14. si kembar

5K 504 7
                                    

BAB 14. Si kembar

 

Pukul 22:30 Al baru pulang setelah menghabiskan waktunya dengan Kavi, tidak tau kenapa yang jelas Al merasa nyaman, bahkan tidak merasa terganggu saat bersama Kavi.

Pemuda itu sangat baik, ia melakukan dirinya seperti adiknya sendiri, entah itu hanya perkiraannya atau memang begitu adanya, yang jelas hari ini Al sedikit merasa senang dalam dirinya.

Saat sudah masuk ke dalam langkahnya terhenti karena Vano yang sudah berdiri tegak di hadapannya.

Al mengangkat satu alisnya bingung, sekarang gantian anaknya ya bukan Ayahnya? Pikirnya. Karena biasanya yang menghadang kepulangannya adalah Mahendra bukan Vano ataupun yang lainnya.

“Abis dari mana aja lo, jam segini baru pulang!” tanya Vano dengan kedua tangan yang terlipat di depan dada, tatapannya menajam memindai penampilan Al yang serba hitam, apakah selera anak itu juga berubah? Kenapa ia mengenakan pakaian dengan warna gelap? Biasanya ia akan mengenakan pakaian yang berwarna.

“Bukan urusan lo” jawab Al dingin, kembali berjalan melewati Vano.

Mendapat jawaban dingin dari Al, tangan Vano mengepal kuat, ia tidak suka entah karena apa, tapi ia benar-benar tidak suka dengan perubahan Al.

“Gw abang lo, gw berhak tau apa yang lo lakuin diluar sana!” kesalnya tak terima.

“Sejak kapan?” tanya Al tanpa berbalik, namun kakinya terhenti ketika Vano mengucapkan hal yang sangat ia benci.

Vano diam, lehernya merasa tercekik bibirnya kelu, seolah tak mampu menjawab pertanyaan Al.

Kini Al membalikkan tubuhnya, menatap dingin Vano yang terdiam dengan tangan yang masih terkepal, kepalanya menunduk seolah malu menatap dirinya.

“Sejak kapan gw tanya, sejak kapan gw jadi adik lo? Kenapa? Lo gak bisa jawab?”

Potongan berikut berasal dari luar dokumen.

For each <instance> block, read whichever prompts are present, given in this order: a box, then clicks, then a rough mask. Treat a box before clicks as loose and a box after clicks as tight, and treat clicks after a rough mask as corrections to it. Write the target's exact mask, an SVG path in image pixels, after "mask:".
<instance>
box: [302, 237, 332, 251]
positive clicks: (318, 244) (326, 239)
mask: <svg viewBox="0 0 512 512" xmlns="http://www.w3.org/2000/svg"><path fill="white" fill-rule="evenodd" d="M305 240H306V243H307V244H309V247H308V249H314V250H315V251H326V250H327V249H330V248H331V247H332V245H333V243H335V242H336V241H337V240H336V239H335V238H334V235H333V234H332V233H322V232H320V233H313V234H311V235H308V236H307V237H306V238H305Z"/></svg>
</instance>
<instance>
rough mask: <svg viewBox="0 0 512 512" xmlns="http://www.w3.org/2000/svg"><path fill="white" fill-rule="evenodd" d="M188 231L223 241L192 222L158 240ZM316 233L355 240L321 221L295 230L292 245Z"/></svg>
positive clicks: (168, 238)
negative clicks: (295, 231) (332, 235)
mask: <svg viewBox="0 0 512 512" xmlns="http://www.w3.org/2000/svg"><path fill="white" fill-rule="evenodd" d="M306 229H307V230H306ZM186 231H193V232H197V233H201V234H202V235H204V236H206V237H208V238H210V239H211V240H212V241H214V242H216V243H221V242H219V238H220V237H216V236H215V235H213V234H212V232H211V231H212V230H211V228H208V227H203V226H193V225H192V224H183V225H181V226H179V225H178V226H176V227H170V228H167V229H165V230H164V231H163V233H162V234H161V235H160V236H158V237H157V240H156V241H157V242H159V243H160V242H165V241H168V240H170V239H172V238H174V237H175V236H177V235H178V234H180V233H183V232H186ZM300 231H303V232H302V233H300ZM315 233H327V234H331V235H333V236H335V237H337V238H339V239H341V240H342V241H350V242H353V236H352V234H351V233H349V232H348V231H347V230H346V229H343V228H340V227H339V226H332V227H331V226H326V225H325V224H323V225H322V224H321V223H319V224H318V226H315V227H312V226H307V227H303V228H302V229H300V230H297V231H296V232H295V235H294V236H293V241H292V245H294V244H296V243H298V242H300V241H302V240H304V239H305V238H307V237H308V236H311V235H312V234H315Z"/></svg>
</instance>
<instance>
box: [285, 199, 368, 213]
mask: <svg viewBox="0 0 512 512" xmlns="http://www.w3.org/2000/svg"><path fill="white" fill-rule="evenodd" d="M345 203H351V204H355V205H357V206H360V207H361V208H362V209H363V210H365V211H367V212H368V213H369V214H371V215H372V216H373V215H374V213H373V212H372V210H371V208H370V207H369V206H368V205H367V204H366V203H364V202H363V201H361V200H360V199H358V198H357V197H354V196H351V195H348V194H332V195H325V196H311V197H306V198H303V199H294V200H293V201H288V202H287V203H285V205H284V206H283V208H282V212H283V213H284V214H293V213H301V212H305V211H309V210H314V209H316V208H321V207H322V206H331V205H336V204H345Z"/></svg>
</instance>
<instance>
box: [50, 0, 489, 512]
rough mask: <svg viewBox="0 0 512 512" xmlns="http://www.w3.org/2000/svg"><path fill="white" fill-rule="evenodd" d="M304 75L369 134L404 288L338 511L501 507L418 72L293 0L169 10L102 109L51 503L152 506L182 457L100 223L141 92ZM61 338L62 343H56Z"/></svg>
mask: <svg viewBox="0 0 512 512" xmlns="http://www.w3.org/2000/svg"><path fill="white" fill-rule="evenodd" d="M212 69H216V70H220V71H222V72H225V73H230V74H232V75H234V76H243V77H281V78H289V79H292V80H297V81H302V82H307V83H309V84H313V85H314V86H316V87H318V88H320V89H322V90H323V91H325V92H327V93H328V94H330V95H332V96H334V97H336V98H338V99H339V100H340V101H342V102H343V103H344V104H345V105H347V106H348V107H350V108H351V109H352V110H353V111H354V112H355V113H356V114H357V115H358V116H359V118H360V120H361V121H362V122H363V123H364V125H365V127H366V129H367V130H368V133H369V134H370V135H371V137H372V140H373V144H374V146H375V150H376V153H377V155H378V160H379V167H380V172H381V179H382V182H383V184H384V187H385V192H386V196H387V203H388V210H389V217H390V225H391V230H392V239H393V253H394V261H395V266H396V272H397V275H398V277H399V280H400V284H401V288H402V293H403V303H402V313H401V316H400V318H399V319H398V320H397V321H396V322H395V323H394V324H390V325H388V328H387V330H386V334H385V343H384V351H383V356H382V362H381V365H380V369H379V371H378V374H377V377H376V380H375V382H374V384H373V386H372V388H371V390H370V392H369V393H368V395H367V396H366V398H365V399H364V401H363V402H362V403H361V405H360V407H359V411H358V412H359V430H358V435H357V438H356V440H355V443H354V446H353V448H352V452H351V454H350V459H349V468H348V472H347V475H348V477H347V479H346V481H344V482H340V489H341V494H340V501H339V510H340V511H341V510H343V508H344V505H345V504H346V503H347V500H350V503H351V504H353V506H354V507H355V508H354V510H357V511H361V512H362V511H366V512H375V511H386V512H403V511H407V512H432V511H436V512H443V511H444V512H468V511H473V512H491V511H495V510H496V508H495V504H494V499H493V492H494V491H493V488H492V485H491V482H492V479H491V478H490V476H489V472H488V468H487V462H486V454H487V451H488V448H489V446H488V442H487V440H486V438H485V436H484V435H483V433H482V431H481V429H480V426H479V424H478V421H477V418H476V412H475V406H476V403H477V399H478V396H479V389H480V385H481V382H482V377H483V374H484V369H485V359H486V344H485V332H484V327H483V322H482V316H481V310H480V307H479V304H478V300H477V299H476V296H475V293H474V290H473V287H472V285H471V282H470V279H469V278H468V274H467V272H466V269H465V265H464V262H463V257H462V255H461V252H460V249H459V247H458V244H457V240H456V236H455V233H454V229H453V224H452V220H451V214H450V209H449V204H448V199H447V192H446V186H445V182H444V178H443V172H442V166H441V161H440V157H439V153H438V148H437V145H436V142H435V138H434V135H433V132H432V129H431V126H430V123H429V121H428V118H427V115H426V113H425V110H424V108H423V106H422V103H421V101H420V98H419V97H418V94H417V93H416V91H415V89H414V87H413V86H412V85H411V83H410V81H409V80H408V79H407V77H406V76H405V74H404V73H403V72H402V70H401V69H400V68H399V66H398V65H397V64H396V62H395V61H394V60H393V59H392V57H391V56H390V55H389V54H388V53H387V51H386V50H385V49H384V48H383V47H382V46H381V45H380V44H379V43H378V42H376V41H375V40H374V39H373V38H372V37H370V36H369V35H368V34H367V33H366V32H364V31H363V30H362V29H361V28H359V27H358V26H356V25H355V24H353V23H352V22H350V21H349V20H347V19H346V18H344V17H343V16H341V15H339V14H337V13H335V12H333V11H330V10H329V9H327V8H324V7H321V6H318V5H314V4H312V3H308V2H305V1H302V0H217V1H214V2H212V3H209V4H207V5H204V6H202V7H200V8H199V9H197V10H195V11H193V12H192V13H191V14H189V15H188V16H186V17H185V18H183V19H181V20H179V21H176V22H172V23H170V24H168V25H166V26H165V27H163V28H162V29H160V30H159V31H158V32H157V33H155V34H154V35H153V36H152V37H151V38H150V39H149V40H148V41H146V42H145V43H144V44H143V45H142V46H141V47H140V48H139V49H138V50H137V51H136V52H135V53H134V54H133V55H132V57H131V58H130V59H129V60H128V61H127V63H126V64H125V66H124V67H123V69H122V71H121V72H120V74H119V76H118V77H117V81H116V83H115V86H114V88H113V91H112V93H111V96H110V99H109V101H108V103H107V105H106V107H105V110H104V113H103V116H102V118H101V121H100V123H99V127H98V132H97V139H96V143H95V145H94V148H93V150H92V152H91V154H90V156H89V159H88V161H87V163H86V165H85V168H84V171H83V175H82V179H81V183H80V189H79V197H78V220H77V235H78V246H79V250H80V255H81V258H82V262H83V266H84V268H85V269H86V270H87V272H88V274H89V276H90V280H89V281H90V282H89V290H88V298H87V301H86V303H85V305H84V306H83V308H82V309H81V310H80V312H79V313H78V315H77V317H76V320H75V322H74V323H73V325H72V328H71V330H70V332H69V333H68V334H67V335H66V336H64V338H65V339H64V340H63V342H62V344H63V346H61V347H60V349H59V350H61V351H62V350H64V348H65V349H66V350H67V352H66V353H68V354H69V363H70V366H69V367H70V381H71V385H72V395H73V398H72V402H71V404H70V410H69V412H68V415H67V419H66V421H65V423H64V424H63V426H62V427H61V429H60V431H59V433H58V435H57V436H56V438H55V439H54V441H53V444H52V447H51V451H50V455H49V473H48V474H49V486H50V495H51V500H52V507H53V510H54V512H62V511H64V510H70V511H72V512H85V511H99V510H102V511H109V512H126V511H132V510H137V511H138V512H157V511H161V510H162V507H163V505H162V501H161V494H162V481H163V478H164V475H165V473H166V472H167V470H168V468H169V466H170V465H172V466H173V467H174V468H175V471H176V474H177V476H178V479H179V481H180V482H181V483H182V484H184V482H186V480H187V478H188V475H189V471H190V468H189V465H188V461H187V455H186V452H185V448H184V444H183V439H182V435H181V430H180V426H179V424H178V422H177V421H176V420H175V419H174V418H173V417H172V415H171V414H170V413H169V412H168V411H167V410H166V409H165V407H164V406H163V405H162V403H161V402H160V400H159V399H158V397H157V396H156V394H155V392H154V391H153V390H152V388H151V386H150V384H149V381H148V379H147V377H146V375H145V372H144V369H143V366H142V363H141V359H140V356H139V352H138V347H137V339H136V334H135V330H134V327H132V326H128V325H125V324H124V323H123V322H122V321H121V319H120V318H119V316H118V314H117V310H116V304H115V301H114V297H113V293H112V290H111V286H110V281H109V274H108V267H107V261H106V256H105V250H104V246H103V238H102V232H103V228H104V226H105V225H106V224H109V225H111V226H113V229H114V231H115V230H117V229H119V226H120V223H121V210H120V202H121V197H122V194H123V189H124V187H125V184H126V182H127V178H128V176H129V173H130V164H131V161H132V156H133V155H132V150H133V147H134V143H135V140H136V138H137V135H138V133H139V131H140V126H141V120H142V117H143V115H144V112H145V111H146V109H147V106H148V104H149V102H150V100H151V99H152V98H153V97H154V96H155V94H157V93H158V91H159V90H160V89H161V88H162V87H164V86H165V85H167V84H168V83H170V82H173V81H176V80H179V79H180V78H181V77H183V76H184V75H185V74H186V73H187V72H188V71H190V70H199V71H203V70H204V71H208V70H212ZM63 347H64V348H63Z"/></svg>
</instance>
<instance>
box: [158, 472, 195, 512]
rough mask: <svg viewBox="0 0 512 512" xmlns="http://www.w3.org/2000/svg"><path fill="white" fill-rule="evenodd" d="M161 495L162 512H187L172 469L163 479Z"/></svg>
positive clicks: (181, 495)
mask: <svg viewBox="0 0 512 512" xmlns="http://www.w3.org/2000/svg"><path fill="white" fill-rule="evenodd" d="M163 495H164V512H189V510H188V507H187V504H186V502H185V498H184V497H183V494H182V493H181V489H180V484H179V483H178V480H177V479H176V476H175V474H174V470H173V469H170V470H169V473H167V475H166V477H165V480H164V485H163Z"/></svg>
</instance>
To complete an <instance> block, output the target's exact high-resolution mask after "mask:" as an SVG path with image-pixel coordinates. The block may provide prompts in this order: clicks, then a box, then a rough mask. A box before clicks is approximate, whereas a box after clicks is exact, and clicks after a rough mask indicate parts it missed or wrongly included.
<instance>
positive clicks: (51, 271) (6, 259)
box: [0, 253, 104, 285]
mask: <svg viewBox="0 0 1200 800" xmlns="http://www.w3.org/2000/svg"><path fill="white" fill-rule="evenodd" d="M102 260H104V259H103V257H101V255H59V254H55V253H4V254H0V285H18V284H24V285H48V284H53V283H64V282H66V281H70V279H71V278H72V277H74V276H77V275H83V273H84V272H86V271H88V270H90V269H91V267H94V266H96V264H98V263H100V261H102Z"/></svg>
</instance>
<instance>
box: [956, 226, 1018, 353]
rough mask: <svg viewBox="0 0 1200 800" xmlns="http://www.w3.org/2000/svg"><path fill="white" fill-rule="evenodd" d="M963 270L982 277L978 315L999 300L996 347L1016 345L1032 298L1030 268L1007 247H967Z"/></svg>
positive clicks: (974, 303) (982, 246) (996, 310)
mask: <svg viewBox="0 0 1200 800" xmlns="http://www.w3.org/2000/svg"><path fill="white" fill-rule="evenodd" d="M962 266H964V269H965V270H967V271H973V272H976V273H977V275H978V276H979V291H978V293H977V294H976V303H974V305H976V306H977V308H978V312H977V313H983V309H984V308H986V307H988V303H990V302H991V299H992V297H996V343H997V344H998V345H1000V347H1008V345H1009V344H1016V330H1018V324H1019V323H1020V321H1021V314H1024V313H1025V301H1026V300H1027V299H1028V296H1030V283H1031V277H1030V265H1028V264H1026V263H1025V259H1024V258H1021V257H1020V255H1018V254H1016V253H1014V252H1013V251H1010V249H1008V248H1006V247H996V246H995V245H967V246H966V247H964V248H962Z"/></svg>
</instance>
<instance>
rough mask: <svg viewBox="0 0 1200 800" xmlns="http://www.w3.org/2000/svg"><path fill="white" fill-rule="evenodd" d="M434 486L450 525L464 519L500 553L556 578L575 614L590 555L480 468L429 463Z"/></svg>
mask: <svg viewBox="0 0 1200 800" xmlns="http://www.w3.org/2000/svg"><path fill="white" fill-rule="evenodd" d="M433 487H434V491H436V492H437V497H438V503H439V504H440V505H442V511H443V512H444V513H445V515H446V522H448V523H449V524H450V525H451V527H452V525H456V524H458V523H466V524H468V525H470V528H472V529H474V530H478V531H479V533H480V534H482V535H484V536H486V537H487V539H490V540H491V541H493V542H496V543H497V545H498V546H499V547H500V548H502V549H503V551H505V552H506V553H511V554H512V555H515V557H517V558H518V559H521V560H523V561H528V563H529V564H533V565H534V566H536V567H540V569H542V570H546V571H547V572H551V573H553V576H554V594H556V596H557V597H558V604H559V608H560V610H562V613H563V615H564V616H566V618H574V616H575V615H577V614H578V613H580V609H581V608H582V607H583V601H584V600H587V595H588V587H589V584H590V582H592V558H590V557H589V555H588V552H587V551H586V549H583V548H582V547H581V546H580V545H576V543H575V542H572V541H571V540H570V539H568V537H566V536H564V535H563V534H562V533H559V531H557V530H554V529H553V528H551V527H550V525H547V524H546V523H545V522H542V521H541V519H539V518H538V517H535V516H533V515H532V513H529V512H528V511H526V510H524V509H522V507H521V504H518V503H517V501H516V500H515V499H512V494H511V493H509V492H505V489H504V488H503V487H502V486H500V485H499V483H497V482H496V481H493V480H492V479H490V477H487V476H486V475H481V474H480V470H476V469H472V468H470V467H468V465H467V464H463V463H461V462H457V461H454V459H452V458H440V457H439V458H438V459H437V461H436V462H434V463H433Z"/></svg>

“Apa apaan lo ngomong gitu, kita emang keluarga, lo dan gw lahir dari rahim yang sama, dan itu artinya lo adek gw!” Vano mengangkat kepalanya menatap Al penuh ambisi.

Al berjalan mendekati Vano dan berhenti tepat di depannya.

“Lo benar, gw sama lo lahir dari rahim yang sama, tapi semua itu gak ngebuktiin kalo lo abang gw, lo tau peran abang untuk adeknya itu gimana? Gw gak mau jelasin lebih rinci, lo pinter gunain otak lo yang selalu menjadi kebanggaan Ayah lo”

“Dan satu lagi, jangan berani sebut nama keluarga di depan gw, karena gw benci itu, semenjak kepergian bunda, gw udah gak punya keluarga, hanya bunda satu satunya keluarga gw!” Setelah mengucapkan itu, Al pergi dari sana menuju lantai 2, yaitu kamarnya, namun saat melewati tangga ia berpapasan dengan Vino.

“Al,,,” sebelum menyelesaikan perkataannya, Al sudah berlalu mengabaikannya.

Ia terdiam, menatap punggung sempit itu yang mulai menghilang di balik pintu, kini pandangannya berubah menatap Vano yang masih terdiam di bawah, masih tetap sama kedua tangannya mengepal kuat, bahkan Vino melihat bahwa kuku itu sudah mulai memutih.

Di sisi Kavi, ia sudah pulang ke mansion nya yang terletak di pinggir kota, mansion besar itu di kelilingi dengan pepohonan yang tinggi sehingga hanya orang tertentu yang mengetahui tempat itu.

Namun jangan salah, walaupun terletak di pinggir kota, tidak membuat kemewahan mansion itu memudar, justru terlihat lebih asri dengan pemandangan yang cukup memanjakan di setiap penglihatan.

Kini Kavi sudah bersandar rapih di kasur king size nya, kasur yang mampu menampung banyak orang di atasnya, namun hanya Kavi yang berada disana.

Matanya sedari tadi tidak lepas memandangi kalungnya sendiri, bukan hanya karena peninggalan sang ibu, namun yang membuat wajahnya lebih berseri adalah karena kalung itu memiliki pasangan yang sudah berada di tangan orang yang tepat.